Maybe associated types would help?

vks avatar Jul 18 '18 12:07 vks

@vks I think we'd need impl Trait to extend support for being used in structs, which it currently can't do and I'm not sure what the roadmap is for that.

If you have any suggestions for associated types I'm all ears! Another thought I had was to simply disallow external resolvers and use enums to avoid allocations, but of course that comes as a compromise.

mcginty avatar Jul 19 '18 02:07 mcginty

related to #62

mcginty avatar Sep 01 '19 10:09 mcginty

Why is snow doing Box<dyn SomeTrait> everywhere rather than &'a SomeTrait? Is it because the explicit lifetimes would make it harder for snow users?

isislovecruft avatar Sep 30 '19 22:09 isislovecruft

@isislovecruft yep, it's purely for ergonomic reasons. I'd love to use something like associated traits and maybe a convenience macro to be able to drop the Boxes while keeping roughly the same level of simplicity.

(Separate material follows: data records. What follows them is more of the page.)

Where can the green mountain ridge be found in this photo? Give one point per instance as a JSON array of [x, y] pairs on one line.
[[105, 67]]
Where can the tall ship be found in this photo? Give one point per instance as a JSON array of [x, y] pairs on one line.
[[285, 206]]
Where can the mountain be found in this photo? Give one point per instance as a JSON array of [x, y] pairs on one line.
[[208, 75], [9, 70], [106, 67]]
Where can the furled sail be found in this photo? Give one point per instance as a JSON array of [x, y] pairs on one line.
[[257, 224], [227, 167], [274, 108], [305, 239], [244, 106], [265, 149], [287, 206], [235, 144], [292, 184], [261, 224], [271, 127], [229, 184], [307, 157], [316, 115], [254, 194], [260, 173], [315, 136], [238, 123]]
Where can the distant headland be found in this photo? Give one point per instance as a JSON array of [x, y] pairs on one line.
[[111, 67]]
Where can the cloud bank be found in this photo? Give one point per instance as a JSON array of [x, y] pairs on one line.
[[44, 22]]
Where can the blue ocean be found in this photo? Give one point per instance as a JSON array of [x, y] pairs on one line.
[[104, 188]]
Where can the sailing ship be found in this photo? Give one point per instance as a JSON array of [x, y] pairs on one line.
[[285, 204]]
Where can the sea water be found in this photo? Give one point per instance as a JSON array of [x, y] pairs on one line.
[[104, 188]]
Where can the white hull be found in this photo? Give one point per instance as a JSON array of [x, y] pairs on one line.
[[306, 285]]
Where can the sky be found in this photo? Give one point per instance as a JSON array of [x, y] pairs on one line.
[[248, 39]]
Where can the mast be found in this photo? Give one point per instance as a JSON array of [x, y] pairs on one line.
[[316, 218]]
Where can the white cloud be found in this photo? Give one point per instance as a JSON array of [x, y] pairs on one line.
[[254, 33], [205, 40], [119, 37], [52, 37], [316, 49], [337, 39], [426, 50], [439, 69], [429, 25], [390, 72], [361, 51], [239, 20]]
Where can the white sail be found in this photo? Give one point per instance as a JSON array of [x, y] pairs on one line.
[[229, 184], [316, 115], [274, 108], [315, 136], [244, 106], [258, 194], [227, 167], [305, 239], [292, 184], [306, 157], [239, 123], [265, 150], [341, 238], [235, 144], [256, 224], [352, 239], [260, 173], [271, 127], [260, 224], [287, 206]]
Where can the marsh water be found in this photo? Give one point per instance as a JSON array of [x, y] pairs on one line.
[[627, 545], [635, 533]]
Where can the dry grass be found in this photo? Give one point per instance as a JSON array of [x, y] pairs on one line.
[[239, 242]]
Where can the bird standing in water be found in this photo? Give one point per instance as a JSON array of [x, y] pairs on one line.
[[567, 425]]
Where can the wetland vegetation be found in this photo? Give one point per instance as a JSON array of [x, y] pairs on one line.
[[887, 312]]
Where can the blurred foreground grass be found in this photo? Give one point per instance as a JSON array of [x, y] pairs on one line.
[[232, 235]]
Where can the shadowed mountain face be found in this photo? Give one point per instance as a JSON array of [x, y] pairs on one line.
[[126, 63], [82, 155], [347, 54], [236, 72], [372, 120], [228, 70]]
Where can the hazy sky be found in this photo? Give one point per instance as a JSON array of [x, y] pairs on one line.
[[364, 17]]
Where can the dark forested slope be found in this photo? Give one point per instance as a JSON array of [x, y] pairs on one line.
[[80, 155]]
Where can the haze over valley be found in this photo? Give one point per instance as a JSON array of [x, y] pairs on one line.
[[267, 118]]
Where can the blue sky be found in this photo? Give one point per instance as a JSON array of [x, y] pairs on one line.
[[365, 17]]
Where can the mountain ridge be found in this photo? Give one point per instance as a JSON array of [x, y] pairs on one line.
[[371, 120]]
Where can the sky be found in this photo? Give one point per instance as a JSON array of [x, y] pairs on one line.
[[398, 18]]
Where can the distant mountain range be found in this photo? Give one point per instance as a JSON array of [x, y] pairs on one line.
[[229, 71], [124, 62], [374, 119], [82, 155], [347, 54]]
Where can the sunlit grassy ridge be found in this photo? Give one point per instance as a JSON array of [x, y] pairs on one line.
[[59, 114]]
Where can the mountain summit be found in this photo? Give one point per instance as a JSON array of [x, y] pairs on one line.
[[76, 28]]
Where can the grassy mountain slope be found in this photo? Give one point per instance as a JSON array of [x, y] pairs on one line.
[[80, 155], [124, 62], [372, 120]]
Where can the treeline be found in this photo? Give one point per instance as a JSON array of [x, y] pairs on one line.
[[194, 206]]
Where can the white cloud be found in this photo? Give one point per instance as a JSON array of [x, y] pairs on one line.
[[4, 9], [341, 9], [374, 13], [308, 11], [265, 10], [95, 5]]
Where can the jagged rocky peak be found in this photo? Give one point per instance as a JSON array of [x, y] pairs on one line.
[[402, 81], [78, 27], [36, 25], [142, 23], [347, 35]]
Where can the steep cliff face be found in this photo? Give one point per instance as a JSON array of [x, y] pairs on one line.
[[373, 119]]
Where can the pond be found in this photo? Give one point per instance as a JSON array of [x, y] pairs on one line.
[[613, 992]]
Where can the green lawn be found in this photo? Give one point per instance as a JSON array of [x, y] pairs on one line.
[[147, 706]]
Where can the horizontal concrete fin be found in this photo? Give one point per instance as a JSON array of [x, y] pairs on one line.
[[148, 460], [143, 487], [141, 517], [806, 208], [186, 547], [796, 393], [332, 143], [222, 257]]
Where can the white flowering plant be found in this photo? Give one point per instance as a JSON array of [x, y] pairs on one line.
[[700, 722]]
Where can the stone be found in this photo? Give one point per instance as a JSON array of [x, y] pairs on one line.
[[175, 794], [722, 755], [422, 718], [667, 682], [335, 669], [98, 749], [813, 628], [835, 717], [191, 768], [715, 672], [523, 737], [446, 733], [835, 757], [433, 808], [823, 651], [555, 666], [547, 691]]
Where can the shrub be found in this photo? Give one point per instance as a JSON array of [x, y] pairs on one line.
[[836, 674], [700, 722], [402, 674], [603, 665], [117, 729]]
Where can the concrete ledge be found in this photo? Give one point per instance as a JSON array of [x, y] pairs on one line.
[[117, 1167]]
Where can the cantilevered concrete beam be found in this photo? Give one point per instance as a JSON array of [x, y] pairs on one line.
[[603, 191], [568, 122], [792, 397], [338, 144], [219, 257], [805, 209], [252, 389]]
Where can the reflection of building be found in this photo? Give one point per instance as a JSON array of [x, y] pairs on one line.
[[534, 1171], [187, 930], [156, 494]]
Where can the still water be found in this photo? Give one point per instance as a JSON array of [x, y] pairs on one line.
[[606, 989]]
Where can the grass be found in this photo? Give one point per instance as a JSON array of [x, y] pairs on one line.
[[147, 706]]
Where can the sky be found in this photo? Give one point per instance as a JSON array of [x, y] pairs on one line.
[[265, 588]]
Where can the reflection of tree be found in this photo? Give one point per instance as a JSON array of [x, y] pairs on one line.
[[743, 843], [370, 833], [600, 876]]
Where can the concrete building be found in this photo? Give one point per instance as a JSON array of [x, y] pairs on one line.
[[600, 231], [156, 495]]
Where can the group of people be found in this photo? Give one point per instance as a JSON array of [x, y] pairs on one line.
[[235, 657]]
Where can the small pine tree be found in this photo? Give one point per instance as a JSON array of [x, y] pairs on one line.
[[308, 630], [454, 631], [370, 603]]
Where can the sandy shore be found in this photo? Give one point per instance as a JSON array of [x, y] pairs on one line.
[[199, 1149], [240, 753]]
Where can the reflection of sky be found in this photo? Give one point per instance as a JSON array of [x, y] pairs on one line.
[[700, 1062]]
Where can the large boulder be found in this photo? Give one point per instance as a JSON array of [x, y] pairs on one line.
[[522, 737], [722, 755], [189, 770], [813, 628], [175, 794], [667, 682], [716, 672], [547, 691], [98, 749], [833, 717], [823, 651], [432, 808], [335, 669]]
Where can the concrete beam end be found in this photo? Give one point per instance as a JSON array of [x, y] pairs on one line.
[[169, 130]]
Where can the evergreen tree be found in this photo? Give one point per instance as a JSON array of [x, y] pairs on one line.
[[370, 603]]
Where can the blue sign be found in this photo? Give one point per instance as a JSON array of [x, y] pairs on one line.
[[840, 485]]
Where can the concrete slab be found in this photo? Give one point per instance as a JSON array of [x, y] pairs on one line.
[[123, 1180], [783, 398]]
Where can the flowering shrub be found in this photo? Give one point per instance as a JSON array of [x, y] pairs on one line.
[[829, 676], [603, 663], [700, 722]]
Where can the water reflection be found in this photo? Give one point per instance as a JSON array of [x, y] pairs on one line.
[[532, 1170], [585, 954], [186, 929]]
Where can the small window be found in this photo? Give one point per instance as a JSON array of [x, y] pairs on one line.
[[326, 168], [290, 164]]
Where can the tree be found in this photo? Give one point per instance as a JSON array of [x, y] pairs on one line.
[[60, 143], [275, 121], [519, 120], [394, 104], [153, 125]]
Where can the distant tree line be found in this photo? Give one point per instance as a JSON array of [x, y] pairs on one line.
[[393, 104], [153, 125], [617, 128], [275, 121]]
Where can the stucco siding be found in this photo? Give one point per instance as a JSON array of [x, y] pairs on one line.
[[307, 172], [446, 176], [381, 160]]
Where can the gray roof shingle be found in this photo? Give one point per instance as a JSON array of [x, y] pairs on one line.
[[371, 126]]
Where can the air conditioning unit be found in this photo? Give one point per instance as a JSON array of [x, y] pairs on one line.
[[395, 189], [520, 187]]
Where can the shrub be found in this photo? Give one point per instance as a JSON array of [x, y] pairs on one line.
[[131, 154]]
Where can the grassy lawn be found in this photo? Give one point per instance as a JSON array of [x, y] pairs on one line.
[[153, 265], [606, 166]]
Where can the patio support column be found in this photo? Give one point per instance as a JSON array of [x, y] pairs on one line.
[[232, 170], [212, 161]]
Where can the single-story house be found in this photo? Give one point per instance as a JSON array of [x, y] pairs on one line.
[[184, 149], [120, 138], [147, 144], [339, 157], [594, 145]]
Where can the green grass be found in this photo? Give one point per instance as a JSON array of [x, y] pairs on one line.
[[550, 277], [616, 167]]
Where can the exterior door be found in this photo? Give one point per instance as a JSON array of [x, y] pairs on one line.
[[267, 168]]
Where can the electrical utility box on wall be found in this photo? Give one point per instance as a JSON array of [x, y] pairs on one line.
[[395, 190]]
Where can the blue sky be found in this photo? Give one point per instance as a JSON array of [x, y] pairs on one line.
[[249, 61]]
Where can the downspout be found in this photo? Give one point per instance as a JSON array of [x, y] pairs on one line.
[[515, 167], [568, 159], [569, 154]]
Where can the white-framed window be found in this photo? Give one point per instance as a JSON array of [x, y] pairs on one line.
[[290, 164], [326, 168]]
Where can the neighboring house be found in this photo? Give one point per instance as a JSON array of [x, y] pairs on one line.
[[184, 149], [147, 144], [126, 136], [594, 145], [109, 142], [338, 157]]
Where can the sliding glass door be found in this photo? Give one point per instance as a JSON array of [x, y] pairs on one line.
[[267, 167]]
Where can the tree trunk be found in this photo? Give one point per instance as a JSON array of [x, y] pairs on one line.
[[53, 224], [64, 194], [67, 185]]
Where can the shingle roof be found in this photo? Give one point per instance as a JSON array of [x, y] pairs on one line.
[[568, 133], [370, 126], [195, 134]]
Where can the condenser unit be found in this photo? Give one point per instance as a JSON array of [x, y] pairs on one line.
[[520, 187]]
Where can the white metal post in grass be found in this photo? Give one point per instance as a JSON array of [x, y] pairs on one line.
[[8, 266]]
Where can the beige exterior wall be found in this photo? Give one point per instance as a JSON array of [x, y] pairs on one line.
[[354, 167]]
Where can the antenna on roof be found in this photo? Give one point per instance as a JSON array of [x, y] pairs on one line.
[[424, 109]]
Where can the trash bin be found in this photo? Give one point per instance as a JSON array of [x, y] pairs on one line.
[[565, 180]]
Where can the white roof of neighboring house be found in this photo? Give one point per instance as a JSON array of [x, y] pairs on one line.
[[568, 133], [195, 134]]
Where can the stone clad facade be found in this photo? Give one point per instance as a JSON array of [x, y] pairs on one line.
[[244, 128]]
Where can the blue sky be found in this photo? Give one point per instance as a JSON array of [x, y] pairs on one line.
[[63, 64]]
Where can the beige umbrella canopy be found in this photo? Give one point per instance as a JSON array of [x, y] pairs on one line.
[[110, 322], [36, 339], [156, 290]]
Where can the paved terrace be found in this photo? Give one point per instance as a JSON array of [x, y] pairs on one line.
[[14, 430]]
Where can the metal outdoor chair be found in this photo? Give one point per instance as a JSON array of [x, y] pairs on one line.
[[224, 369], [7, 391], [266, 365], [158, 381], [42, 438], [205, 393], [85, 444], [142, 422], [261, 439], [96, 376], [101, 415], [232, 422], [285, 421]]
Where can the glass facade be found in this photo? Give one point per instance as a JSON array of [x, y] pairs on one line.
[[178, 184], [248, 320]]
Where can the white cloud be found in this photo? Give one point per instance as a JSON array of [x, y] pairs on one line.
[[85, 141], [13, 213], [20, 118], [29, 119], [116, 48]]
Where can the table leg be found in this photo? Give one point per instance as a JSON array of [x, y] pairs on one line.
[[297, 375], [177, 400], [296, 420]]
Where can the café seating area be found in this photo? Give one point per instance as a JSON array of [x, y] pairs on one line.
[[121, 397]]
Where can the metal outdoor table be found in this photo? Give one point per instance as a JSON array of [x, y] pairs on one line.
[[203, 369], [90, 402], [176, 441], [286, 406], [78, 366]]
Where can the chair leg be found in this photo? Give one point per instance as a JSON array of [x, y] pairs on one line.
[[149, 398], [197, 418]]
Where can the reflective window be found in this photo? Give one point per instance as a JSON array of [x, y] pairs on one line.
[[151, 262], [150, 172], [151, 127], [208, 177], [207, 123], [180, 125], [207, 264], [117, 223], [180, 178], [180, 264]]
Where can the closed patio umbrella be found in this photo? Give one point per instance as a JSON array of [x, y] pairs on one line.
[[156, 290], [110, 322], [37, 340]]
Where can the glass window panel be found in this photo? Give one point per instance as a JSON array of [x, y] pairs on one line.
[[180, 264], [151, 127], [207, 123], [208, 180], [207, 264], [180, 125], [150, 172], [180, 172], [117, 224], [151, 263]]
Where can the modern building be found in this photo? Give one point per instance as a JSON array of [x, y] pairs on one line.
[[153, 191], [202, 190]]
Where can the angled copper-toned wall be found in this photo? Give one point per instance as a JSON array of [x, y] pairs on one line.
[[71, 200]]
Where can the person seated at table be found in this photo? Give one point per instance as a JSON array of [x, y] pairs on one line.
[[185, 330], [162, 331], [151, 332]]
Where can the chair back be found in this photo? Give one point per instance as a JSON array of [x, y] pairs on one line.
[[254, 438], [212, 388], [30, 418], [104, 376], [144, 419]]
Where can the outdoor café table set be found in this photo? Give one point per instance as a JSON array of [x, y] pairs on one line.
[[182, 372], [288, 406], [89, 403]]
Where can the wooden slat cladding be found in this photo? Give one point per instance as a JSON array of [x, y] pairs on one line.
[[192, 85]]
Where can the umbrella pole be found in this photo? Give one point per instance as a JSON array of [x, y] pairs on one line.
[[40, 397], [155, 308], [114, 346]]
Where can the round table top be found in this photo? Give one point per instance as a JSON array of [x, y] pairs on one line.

mcginty avatar Oct 03 '19 04:10 mcginty

If you want trait objects without heap allocations, one option is an enum with Deref impl whose Target is the desired trait object. Something like this:

enum CipherBackends {
    #[cfg(feature = "backend1")]
    ....
}
impl core::ops::Deref for CipherBackends {
    type Target = dyn Cipher;

    fn deref(&self) -> &(dyn Cipher + 'static) {
        match self {
            #[cfg(feature = "backend1")]
            ....
        }
    }
}

This should work more or less the same as Box<Cipher>, but avoids keeping data on the heap.

Note that this does have the advantage that the size of CipherBackends will always be as big as the largest of the variants, but hopefully they're roughly the same size.

tarcieri avatar Oct 23 '19 14:10 tarcieri

@tarcieri the reason I didn't choose this method in the original design is because I wanted the option for people to implement their own crypto backends if snow didn't provide any that fit their needs. If it's totally clear that flexibility isn't necessary, we could definitely switch to something like this.

mcginty avatar Nov 10 '19 05:11 mcginty

Unfortunately I think you need either Box or a generic type parameter in that case, the former requiring a heap allocation, and the latter defeating the point of using an enum since it can just monomorphize rather than using a trait object.